All'epoca fu una cosa sorprendente, considerato che gli italiani in quel periodo erano a dir poco restii a lasciare il Paese
"Noi italiani siamo come i brasiliani, soffriamo di saudade. Io sarei andato in India, Cina e qualsiasi altro posto al mondo. I giocatori preferiscono la comfort zone del campionato importante. Personalmente la scelta del Brasile la rifarei, sarei andato anche ad allenare".

Che esperienza è stata?
"Mi sono trovato molto bene. Ero in una megalopoli come Sao Paulo, un po' come vivere a New York. Eravamo nel 1995 e già allora lì trovavi i ristoranti aperti 24 ore su 24, quando a Parma faticavi a trovare un bar aperto dopo le 22. A livello sportivo ho avuto un problema col tecnico Carlos Alberto: fece un'intervista nella quale ammetteva di non essere d'accordo con la società sul mio acquisto, disse che non ero Baggio. Per fortuna i giocatori si schierarono con me. Ho avuto la possibilità di giocare con Cafu, Rivaldo, Marcos, Djalminha, Antonio Carlos Zago. Abbiamo vinto anche il campionato paulista, mi sono portato a casa un trofeo. Ho giochicchiato, non ero titolare. Con l'arrivo di Vanderlei Luxemburgo ho avuto più chances. Certo, non era facile giocare in quel gruppo, mi sono ritagliato il mio spazio anche se non mi sono sentito tutelato in quanto straniero, potevano darmi più chances ma è stata una bellissima esperienza".

Un aneddoto sull'esperienza brasiliana?
"Sembra assurdo ma ai tempi spostavano le partite per le telenovelas. Abbiamo giocato molte partite fuori orario per non andare in concomitanza con la telenovela del momento. Roba da non credere. E anche il carnevale, altro evento che ferma tutto. O i campionati di samba, dove anche lì ci sono meccanismi di con promozione e retrocessione".

Giocatore più forte col quale ha giocato?
"Ne dico due: Cafu e Asprilla.

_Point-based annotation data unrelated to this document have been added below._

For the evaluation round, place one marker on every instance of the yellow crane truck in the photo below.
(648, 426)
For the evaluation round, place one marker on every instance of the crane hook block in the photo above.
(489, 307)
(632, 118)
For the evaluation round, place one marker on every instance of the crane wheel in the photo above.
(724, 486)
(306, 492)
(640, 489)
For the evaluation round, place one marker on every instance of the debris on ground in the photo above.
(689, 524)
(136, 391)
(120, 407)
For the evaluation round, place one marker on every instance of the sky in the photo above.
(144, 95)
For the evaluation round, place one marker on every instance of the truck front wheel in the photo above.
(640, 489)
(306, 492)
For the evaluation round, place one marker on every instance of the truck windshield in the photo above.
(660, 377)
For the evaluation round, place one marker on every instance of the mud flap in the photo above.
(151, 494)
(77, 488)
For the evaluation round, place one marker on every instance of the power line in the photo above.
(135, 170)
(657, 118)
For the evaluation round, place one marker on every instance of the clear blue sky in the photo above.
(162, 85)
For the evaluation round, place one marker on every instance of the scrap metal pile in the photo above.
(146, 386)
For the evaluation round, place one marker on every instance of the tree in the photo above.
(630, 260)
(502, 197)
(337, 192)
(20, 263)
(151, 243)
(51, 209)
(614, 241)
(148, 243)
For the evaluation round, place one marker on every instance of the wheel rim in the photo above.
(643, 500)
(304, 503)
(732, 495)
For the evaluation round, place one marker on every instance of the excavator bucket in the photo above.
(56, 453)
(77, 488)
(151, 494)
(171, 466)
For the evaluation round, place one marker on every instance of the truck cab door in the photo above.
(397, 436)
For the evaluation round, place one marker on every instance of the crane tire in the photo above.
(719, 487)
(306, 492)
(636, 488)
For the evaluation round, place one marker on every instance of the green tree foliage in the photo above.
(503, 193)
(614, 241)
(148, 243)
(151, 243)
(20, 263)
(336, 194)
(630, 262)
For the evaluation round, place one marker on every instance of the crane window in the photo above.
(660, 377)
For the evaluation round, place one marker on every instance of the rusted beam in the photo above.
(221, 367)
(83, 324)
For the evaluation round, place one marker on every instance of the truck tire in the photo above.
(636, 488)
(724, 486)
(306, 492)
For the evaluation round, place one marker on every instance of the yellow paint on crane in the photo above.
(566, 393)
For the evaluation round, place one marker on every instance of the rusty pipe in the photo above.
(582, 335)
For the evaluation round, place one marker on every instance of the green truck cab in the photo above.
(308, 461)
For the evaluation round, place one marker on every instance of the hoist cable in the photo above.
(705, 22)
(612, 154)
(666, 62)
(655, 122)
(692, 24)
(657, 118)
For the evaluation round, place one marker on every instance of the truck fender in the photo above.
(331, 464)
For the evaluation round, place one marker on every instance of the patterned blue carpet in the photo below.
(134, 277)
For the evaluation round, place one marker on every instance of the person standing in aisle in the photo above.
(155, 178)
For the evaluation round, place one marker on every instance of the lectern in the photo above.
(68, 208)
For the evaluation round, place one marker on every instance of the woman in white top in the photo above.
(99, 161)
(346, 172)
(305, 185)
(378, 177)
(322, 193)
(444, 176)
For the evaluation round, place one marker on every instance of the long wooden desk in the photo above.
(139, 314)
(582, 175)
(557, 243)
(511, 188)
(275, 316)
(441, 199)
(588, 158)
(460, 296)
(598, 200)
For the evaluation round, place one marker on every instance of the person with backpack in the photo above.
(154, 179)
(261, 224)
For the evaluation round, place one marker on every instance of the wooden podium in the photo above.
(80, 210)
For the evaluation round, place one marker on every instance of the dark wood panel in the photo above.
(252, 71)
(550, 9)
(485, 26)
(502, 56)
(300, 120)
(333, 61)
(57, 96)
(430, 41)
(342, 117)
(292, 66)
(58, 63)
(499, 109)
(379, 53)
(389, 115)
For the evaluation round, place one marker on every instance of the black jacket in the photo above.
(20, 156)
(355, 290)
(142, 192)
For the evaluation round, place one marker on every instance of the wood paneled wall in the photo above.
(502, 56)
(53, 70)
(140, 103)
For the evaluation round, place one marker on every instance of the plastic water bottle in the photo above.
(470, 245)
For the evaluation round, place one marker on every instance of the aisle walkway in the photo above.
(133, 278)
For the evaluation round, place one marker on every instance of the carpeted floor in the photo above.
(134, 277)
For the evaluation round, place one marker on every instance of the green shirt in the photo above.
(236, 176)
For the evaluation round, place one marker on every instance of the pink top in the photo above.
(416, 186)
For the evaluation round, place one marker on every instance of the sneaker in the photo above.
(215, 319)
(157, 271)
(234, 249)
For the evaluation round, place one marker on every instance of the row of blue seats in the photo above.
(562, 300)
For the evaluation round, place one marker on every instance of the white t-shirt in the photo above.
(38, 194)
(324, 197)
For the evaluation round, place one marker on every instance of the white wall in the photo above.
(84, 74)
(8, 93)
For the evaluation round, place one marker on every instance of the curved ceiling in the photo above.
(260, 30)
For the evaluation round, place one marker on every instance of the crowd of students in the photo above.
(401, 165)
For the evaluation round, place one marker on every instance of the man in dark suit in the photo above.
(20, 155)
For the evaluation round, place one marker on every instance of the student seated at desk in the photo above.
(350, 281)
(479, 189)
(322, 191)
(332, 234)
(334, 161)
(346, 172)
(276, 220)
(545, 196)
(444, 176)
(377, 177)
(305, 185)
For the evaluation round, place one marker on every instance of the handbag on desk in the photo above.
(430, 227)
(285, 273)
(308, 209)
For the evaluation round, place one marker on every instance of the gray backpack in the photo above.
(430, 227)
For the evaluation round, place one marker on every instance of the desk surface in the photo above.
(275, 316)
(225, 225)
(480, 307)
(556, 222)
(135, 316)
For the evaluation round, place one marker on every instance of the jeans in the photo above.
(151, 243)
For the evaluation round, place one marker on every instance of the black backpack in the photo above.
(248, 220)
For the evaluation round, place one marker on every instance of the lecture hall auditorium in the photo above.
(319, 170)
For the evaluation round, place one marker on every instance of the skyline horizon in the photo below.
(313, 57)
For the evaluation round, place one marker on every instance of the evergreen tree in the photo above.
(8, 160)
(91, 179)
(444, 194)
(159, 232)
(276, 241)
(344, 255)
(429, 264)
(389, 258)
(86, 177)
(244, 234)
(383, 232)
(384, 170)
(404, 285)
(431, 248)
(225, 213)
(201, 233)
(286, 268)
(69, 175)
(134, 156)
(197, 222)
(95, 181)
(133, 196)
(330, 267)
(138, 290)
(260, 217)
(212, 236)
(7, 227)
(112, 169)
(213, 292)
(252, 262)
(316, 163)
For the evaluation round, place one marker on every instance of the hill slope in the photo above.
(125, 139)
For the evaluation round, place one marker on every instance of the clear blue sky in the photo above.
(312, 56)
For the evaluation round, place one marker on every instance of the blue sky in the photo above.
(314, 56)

Tino in quegli anni lì era tra i primi 5 al mondo: aveva forza fisica, tecnica, acrobazia, tutto. Ricordo che in una partita zoppicava per un taglio che gli aveva lacerato i muscoli, entrò nel secondo tempo e fece la differenza. Ricordo anche un altro episodio su di lui".

Prego
"Avete presente la punizione al Milan, che ha tolto l'imbattibilità dopo 58 partite ai rossoneri? Non doveva essere lui a calciarla. Dieci minuti prima ne calcio una al terzo anello di San Siro. Toccava a me successivamente tirare, avevo persino messo a posto il pallone pronto a calciare. Arriva lui e persino contro la volontà di Scala, decide di calciare. E la mette all'incrocio".

Deluso dal Parma?
"Della squadra dei miei tempi tutti in qualche modo sono entrati. Io non sono mai stato chiamato, mai consultato. In molti sono stati contattati per allenare il settore giovanile, io no. Eppure ho allenato per anni. Magari perché mi sono sempre fatto gli affari miei, sicuramente le cose te le devi cercare e io magari sono stato un po' orso. Quel che ho fatto nella mia carriera me lo sono guadagnato, ma potevo restare sul pezzo e invece mi sono accontentato di ciò che la fortuna mi ha dato. Ho fatto un po' il solitario. Anche quando giocavo ho avuto qualche problema con i procuratori, certe cose non mi andavano bene e non sono stato diplomatico. Adesso è pure peggio: gente come Raiola fa il bello e il brutto di qualsiasi società e questo non va bene. Secondo me se un giocatore è bravo deve andare avanti nella sua strada, poi ci sono consulenti e avvocati che ti possono dare una mano".